Read into that what you will. But let's not forget: It wasn't Verona's decision to leave the Badger Conference.

So, in an effort to make Verona feel welcome and to settle this identity crisis once and for all, conference athletic directors pushed to change the name to the Big Ten and, Francois said, had University of Wisconsin athletic director Barry Alvarez's blessing.

But officials at the Big Ten, which has been alienating Penn State since it became the conference's 11th member in 1992, nixed the idea.
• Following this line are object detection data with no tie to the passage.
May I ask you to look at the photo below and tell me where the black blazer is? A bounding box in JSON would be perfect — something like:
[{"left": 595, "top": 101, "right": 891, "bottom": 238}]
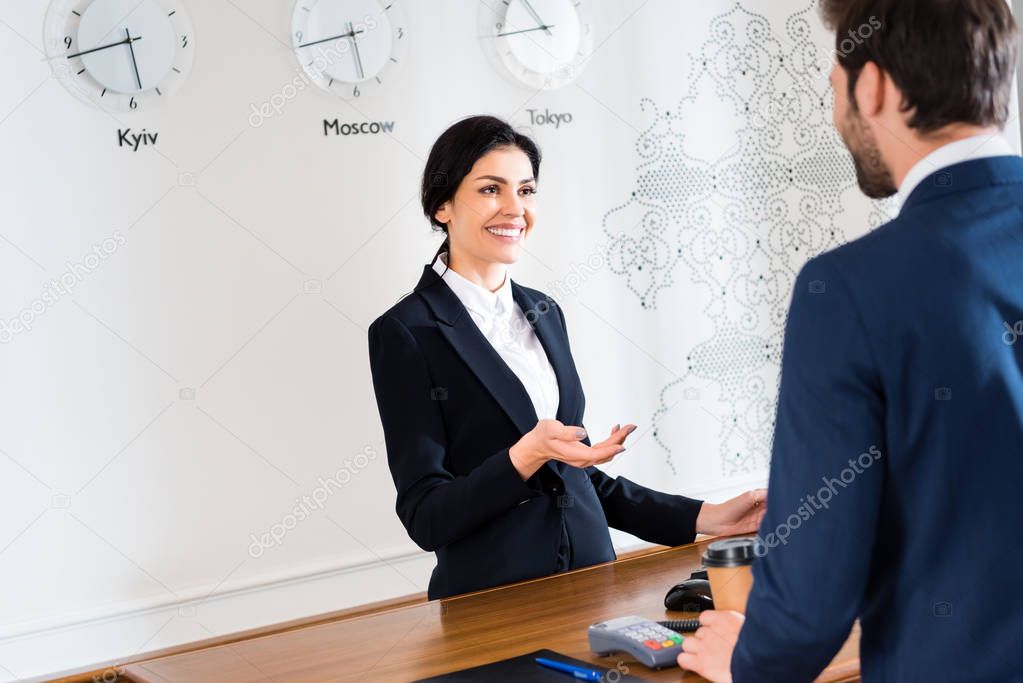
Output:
[{"left": 369, "top": 266, "right": 702, "bottom": 599}]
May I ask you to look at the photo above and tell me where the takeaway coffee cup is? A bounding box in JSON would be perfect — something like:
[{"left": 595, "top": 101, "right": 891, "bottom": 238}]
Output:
[{"left": 702, "top": 538, "right": 757, "bottom": 614}]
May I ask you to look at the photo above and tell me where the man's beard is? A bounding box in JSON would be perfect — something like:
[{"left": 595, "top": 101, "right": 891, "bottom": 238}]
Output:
[{"left": 839, "top": 107, "right": 898, "bottom": 199}]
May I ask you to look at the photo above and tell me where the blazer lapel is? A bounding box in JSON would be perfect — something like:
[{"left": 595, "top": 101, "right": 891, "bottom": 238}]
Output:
[{"left": 415, "top": 266, "right": 544, "bottom": 434}]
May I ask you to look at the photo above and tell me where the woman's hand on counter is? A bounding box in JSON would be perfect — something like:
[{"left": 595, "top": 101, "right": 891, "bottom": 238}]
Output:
[
  {"left": 697, "top": 489, "right": 767, "bottom": 536},
  {"left": 508, "top": 420, "right": 636, "bottom": 481}
]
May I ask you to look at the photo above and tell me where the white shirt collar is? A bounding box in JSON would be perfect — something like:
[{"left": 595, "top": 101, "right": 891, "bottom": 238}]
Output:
[
  {"left": 896, "top": 134, "right": 1016, "bottom": 207},
  {"left": 434, "top": 252, "right": 515, "bottom": 320}
]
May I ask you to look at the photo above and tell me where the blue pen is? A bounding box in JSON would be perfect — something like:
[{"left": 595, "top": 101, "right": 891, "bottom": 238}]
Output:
[{"left": 536, "top": 656, "right": 604, "bottom": 681}]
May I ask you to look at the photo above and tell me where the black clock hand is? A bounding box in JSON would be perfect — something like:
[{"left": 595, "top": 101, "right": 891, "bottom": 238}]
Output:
[
  {"left": 348, "top": 21, "right": 366, "bottom": 81},
  {"left": 68, "top": 36, "right": 142, "bottom": 59},
  {"left": 497, "top": 24, "right": 554, "bottom": 38},
  {"left": 299, "top": 29, "right": 365, "bottom": 47},
  {"left": 125, "top": 27, "right": 142, "bottom": 90},
  {"left": 522, "top": 0, "right": 551, "bottom": 36}
]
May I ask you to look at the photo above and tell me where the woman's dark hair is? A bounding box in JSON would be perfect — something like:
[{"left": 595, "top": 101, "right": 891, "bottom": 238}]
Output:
[
  {"left": 420, "top": 117, "right": 541, "bottom": 261},
  {"left": 819, "top": 0, "right": 1019, "bottom": 134}
]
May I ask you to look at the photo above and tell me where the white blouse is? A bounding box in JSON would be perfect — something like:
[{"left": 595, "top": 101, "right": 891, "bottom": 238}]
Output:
[{"left": 434, "top": 253, "right": 560, "bottom": 420}]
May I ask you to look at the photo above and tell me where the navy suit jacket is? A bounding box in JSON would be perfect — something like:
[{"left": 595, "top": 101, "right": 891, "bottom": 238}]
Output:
[
  {"left": 731, "top": 156, "right": 1023, "bottom": 683},
  {"left": 369, "top": 266, "right": 702, "bottom": 599}
]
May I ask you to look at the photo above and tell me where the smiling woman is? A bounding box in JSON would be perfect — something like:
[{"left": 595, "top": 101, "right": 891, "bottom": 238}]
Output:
[{"left": 369, "top": 117, "right": 766, "bottom": 599}]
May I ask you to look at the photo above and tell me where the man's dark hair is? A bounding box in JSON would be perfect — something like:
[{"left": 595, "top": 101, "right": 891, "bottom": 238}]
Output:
[{"left": 819, "top": 0, "right": 1019, "bottom": 134}]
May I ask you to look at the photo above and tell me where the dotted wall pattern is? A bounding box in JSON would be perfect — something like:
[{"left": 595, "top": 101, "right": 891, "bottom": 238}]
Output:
[{"left": 604, "top": 3, "right": 895, "bottom": 477}]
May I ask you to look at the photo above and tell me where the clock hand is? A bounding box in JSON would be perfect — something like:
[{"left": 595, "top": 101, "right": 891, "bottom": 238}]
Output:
[
  {"left": 522, "top": 0, "right": 551, "bottom": 36},
  {"left": 348, "top": 21, "right": 366, "bottom": 81},
  {"left": 299, "top": 29, "right": 365, "bottom": 47},
  {"left": 68, "top": 36, "right": 142, "bottom": 59},
  {"left": 125, "top": 27, "right": 142, "bottom": 90},
  {"left": 497, "top": 24, "right": 554, "bottom": 38}
]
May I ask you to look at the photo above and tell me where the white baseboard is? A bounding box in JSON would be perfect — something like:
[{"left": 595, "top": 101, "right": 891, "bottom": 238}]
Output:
[{"left": 0, "top": 551, "right": 435, "bottom": 682}]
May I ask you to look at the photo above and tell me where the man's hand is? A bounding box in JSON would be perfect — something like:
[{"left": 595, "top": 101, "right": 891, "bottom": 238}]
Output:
[
  {"left": 678, "top": 609, "right": 746, "bottom": 683},
  {"left": 697, "top": 489, "right": 767, "bottom": 536}
]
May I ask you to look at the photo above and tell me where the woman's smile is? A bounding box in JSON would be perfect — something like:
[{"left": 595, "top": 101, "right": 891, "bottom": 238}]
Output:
[{"left": 485, "top": 223, "right": 526, "bottom": 244}]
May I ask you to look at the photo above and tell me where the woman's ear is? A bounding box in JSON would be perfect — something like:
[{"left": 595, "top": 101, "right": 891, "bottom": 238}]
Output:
[{"left": 434, "top": 200, "right": 451, "bottom": 225}]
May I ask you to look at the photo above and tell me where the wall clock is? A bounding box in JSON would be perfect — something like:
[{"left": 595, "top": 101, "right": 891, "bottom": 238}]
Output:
[
  {"left": 43, "top": 0, "right": 195, "bottom": 111},
  {"left": 292, "top": 0, "right": 408, "bottom": 99},
  {"left": 479, "top": 0, "right": 593, "bottom": 90}
]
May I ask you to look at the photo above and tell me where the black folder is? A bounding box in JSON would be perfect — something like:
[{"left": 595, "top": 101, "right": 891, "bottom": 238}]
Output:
[{"left": 415, "top": 650, "right": 646, "bottom": 683}]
They felt a Big Ten high school conference with members from a Big Ten college town would create too much confusion for fans.

And now it has caused a great deal of frustration for Big Eight athletic directors.
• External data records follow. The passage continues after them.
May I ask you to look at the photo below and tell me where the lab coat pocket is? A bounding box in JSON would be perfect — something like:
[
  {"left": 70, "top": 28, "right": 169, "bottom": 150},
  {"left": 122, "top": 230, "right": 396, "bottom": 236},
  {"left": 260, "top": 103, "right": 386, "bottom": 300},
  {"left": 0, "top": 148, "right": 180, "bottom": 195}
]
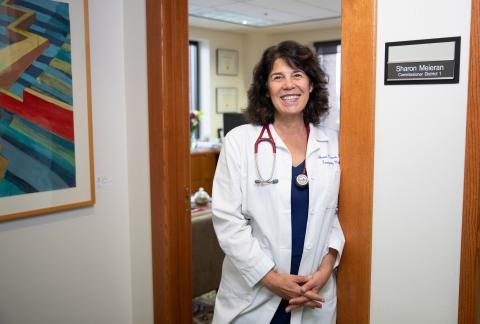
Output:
[{"left": 219, "top": 257, "right": 255, "bottom": 300}]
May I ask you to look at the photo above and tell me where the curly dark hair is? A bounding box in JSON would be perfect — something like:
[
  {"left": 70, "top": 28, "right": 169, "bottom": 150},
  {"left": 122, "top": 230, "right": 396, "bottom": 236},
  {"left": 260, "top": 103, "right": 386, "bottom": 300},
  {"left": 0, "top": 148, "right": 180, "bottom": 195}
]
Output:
[{"left": 245, "top": 41, "right": 329, "bottom": 125}]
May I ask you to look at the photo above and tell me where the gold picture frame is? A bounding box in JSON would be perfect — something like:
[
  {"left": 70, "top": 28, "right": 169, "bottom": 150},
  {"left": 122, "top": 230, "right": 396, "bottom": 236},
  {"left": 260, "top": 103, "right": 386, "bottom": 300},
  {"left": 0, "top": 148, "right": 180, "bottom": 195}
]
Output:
[{"left": 0, "top": 0, "right": 95, "bottom": 222}]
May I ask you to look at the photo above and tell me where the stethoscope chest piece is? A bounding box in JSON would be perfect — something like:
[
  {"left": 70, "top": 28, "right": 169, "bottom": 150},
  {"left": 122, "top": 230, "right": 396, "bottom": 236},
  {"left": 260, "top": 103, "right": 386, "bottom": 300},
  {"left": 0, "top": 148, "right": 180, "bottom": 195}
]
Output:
[{"left": 295, "top": 173, "right": 308, "bottom": 188}]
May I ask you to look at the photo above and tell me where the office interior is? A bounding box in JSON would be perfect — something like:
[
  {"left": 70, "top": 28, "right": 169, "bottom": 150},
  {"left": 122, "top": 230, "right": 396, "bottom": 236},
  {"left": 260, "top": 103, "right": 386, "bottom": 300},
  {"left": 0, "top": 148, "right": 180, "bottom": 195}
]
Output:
[{"left": 0, "top": 0, "right": 478, "bottom": 324}]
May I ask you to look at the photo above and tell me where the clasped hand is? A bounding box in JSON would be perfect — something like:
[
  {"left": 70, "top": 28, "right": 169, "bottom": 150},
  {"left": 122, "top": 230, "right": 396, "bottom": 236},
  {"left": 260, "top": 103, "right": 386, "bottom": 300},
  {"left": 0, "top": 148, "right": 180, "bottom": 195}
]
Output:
[
  {"left": 262, "top": 270, "right": 330, "bottom": 312},
  {"left": 261, "top": 248, "right": 337, "bottom": 312}
]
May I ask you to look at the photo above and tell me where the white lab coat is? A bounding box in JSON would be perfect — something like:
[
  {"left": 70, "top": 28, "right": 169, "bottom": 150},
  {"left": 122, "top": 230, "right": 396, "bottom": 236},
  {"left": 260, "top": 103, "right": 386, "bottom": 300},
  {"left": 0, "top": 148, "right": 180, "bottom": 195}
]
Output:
[{"left": 212, "top": 124, "right": 345, "bottom": 324}]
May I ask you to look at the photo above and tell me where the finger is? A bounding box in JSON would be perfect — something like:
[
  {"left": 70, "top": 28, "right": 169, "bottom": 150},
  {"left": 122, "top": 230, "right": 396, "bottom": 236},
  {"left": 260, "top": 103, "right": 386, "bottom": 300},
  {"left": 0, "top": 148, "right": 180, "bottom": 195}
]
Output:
[
  {"left": 302, "top": 276, "right": 317, "bottom": 293},
  {"left": 285, "top": 305, "right": 300, "bottom": 313},
  {"left": 303, "top": 300, "right": 322, "bottom": 308},
  {"left": 288, "top": 296, "right": 310, "bottom": 305},
  {"left": 303, "top": 290, "right": 325, "bottom": 303},
  {"left": 294, "top": 276, "right": 312, "bottom": 284}
]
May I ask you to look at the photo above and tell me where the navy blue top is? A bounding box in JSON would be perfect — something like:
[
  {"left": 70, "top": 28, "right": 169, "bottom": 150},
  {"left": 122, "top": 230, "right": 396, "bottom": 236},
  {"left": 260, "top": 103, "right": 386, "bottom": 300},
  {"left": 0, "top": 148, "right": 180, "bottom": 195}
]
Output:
[{"left": 270, "top": 161, "right": 308, "bottom": 324}]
Francois said they considered many ideas — Elite Ten, Capitol Ten, Big Lake Ten — before endorsing the idea of a Big Eight logo with the number 10 in the two circles of the "8." They were overruled by conference principals, who last month went off the board and went back to the Southern Wisconsin Conference.
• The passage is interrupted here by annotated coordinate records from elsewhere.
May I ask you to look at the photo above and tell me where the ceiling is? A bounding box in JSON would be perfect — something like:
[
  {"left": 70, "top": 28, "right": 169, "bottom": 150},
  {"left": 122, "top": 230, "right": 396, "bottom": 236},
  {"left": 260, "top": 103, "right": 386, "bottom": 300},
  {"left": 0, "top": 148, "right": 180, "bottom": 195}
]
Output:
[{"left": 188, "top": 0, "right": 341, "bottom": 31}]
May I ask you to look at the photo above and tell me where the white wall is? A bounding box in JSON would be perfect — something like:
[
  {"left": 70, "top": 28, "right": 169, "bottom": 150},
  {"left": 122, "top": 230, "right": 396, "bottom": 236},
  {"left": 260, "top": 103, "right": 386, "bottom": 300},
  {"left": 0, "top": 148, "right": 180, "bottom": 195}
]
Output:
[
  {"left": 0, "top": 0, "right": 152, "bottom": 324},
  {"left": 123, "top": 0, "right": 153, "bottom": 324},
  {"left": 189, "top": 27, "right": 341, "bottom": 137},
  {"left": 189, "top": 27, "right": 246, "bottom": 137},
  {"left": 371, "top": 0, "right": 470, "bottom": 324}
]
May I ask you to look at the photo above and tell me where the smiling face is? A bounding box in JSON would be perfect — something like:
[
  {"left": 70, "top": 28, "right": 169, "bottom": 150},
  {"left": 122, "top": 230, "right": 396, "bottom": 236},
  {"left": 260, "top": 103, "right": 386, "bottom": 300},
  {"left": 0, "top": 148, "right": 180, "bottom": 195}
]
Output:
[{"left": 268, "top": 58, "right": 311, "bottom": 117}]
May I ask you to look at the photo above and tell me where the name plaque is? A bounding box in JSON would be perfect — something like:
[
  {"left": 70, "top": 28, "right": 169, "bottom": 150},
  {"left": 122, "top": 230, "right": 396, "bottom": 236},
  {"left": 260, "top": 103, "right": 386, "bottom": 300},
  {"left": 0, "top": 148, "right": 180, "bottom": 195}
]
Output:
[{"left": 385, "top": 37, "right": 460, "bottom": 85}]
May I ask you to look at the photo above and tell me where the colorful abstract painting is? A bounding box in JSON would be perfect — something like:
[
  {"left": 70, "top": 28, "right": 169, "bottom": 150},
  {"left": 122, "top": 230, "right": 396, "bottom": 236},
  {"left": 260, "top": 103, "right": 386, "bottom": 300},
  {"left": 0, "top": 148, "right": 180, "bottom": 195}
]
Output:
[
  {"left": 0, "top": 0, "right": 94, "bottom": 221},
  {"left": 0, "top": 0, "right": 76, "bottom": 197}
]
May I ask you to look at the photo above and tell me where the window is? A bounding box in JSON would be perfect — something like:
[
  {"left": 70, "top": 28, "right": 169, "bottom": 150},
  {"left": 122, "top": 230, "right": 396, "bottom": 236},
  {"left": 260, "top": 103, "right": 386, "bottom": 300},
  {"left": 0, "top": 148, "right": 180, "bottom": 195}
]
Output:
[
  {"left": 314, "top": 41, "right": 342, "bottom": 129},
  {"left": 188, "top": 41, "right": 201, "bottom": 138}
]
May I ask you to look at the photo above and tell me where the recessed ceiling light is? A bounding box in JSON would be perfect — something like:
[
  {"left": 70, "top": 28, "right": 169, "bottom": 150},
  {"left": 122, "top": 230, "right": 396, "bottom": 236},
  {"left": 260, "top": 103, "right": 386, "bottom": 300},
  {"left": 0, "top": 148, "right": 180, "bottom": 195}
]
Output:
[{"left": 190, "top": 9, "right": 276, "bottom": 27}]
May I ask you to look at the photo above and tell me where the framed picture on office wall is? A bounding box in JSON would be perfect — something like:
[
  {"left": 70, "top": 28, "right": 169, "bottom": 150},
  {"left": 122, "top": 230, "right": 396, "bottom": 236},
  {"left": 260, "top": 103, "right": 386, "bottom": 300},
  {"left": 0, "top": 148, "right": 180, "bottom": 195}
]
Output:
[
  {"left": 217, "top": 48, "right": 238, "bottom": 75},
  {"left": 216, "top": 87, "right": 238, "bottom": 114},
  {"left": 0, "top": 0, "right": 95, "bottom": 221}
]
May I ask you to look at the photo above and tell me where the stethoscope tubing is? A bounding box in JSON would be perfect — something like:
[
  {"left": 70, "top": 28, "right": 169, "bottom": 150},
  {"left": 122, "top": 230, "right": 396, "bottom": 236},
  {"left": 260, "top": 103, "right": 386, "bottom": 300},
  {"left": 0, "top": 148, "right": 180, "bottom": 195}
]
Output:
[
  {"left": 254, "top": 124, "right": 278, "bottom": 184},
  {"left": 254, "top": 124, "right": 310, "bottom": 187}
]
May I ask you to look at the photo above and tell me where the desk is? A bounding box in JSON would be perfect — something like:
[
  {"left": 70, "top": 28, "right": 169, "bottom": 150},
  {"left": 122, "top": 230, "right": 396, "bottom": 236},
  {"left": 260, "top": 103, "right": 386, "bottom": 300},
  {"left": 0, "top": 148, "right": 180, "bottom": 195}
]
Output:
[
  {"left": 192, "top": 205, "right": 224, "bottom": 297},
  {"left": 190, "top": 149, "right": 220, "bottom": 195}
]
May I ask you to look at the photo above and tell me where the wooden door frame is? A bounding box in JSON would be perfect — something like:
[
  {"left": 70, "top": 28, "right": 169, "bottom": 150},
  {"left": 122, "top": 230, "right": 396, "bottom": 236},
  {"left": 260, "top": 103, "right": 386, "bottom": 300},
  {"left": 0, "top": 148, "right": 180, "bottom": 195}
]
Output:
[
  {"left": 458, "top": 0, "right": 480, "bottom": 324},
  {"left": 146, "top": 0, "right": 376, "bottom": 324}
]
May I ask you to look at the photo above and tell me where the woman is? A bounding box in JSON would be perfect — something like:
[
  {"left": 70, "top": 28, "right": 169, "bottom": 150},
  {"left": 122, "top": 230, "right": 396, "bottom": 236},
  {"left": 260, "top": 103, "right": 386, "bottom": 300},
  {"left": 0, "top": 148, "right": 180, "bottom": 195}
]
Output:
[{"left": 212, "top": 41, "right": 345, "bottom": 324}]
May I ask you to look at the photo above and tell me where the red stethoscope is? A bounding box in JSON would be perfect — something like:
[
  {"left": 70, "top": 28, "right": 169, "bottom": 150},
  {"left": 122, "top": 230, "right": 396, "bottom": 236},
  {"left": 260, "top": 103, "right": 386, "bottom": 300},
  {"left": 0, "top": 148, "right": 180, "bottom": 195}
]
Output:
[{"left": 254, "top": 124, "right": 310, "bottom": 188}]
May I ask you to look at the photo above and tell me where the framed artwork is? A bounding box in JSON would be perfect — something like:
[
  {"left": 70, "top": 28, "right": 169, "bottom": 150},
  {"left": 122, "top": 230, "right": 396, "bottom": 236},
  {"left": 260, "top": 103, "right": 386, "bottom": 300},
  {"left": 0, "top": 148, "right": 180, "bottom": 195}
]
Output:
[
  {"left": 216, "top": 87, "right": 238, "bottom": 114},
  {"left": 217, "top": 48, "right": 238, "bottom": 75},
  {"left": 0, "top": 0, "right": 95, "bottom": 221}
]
Apparently, they hadn't been told that — since the Big Eight last answered to that name — the acronym SWC has been used locally by the Southwest Wisconsin Conference, which includes Dodgeville, Platteville and Richland Center.  In fact, of the 12 umbrella conferences in our area, four have a variation of the word South and three others break into North and South divisions.

"It's a generic name," Francois said of the Southern Wisconsin Conference. "My hope is people won't be satisfied with a generic name and come up with something better."

According to Kryka, that movement is under way. And that's where you can help.

Take into consideration the unique features of the cities that comprise the Big Eight (perhaps the lakes of Dane County and the Rock River, which winds through Janesville and down to Beloit) and e-mail me your suggestions.

I'll share them in a future column and perhaps we can facilitate change instead of just complaining about it.